La bravura del conduttore, Diego Bianchi, nello snocciolare, sarcasticamente, contenuti e modi del credo salviniano, fatto proprio anche dai candidati leghisti nella campagna elettorale in corso, in vista del 25 p.v., mi ha divertito non poco e nello stesso tempo mi ha fatto riflettere sul rischio che corriamo se dovessimo consegnare a questa pletora di commedianti incompetenti il governo dell’Italia.

Il giorno dopo ho avuto modo di leggere il volantino, di cui parlava il giornalista, e ne ho avuto la conferma; l’ho trovato un cumulo di “niente” di solo stampo propagandistico elettorale.
Una elencazione di enunciati, con il linguaggio cacofonico salviniano, privi di credibilità e stracolmi di populismo.
Il libercolo del credo salviniano riporta in grassetto molte affermazioni di richiamo, come allodole, ridondanti, come questa:
«credo che la Lega abbia una solida ed efficace capacità di governo».

Salvini crede ma non ne è sicuro.

Affermare di credere, ma non essere certi di ciò che si va proponendo, non è rassicurante, anzi un motivo di chiarezza per l’elettore, nello scegliere a chi dare il proprio voto.

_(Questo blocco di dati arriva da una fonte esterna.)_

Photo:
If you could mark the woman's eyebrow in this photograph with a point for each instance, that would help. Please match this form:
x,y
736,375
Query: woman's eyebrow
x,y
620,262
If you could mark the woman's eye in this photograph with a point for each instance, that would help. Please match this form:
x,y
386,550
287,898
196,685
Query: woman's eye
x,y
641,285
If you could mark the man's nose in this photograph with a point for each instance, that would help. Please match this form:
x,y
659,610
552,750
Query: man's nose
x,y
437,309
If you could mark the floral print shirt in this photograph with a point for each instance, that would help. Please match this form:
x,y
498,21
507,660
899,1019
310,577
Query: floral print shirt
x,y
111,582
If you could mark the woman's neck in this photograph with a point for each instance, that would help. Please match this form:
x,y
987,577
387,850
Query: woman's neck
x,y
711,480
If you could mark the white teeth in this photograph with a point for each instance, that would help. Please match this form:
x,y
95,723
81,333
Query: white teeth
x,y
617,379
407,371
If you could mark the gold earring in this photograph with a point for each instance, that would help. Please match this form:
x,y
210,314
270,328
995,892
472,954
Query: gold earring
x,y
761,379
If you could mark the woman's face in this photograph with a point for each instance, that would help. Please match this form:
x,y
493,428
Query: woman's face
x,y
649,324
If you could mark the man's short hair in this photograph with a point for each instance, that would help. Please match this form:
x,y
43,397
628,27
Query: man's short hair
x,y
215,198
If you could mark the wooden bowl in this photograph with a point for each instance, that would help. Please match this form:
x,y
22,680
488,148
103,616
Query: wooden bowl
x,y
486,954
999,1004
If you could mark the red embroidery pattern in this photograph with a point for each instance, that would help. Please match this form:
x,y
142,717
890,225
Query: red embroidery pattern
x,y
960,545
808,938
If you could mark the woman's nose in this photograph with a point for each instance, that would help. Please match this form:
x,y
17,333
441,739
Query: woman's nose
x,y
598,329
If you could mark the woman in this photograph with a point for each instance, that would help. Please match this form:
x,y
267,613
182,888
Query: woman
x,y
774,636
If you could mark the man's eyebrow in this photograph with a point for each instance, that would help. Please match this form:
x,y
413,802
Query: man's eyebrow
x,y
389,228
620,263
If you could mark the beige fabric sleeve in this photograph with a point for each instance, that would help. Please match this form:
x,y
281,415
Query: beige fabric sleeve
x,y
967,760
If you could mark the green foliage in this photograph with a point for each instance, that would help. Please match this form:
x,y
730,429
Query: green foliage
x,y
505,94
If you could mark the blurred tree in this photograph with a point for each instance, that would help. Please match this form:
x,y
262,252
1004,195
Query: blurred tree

Forse Salvini fa riferimento alle sue esperienze fatte col governo Conte nel quale è stato Ministro dell’Interno e quelle esperienze le conosciamo bene.

Come si può credere che quel “cartello” rappresenti il vero programma di governo e non invece volgari slogan elettoralistici dal momento che abbiamo un debito di 2770 miliardi, circa, di euro ed emergenze come il covid, la crisi climatica, la siccità, le inondazioni, la povertà, la guerra, i terremoti, la crisi energetica, il caro bollette, il rincaro degli alimentari ed altro.

Mancano pochi giorni, ma sufficienti per prendere atto che siamo alle porte di una crisi davvero preoccupante, che non ci consente di sbagliare, che ci obbliga invece a compiere il nostro dovere civico, non solo, di votare, ma che il voto che andremo a dare sia utile ad una compagine di governo in grado di mantenere invariato il prestigio dell’Italia in Europa e nel Mondo.

La realtà ci obbliga ad essere seri e a sperare che il Pnrr possa aiutarci a superare gradualmente questa crisi attraverso un percorso virtuoso, non andando a Bruxelles a rinegoziare in peggio il Piano, ma facendo le riforme giuste che ci consentano di spendere sul territorio nazionale l’intero importo assegnatoci, lottando contro ogni illegalità, ogni sperpero e realizzando tutte quelle opere attinenti alle reali urgenze e necessità.

Il voto in tal senso è un atto importante nelle mani del cittadino. A questi è richiesto di adempiere al proprio dovere scegliendo tra chi ha buone relazioni internazionali, di stima e fiducia, ed è rispettoso dell’appartenenza all’ONU e alla NATO, e chi invece predica che dovremmo svincolarci da questi organismi perché da soli potremmo fare meglio e di più.
Illusioni smentite ogni giorno da ciò che accade a livello mondiale e ne è una prova la pandemia del Covid.

Sondaggi recenti hanno riportato che gli elettori astensionisti sono una percentuale molto alta e ciò non fa bene alla democrazia; denota che non siamo rispettosi della Costituzione, la quale all’art. 48 recita che “votare è un dovere civico”.
Si pretendono, a ragione, i diritti che sono sacrosanti, ma spesso ci si dimentica dei doveri che sono altrettanto importanti e che ci inchiodano alle nostre responsabilità.

È tempo di prendere il coraggio con due mani, riscattarsi dall’indifferenza e scoprire quanto sia utile il nostro voto in questa tornata elettorale, stante il baratro nel quale siamo caduti. Lo dobbiamo a noi e ai nostri figli perché oltre ad essere un atto dovuto è un atto d’amore.

Difendiamo i nostri valori, affianchiamo in questa lotta il nostro Presidente della Repubblica, Sergio Mattarella, che tanto si spende al riguardo in Italia e all’estero e partecipiamo al mantenimento della democrazia e della pace scegliendo col voto chi meglio incarna e difende i principi fondanti della nostra Repubblica.

La Politica è una cosa seria e chi intende rappresentarla è obbligato ad essere serio, competente e moralmente sano, altrimenti mille altri lavori lo aspettano, più alla portata del suo “credo”.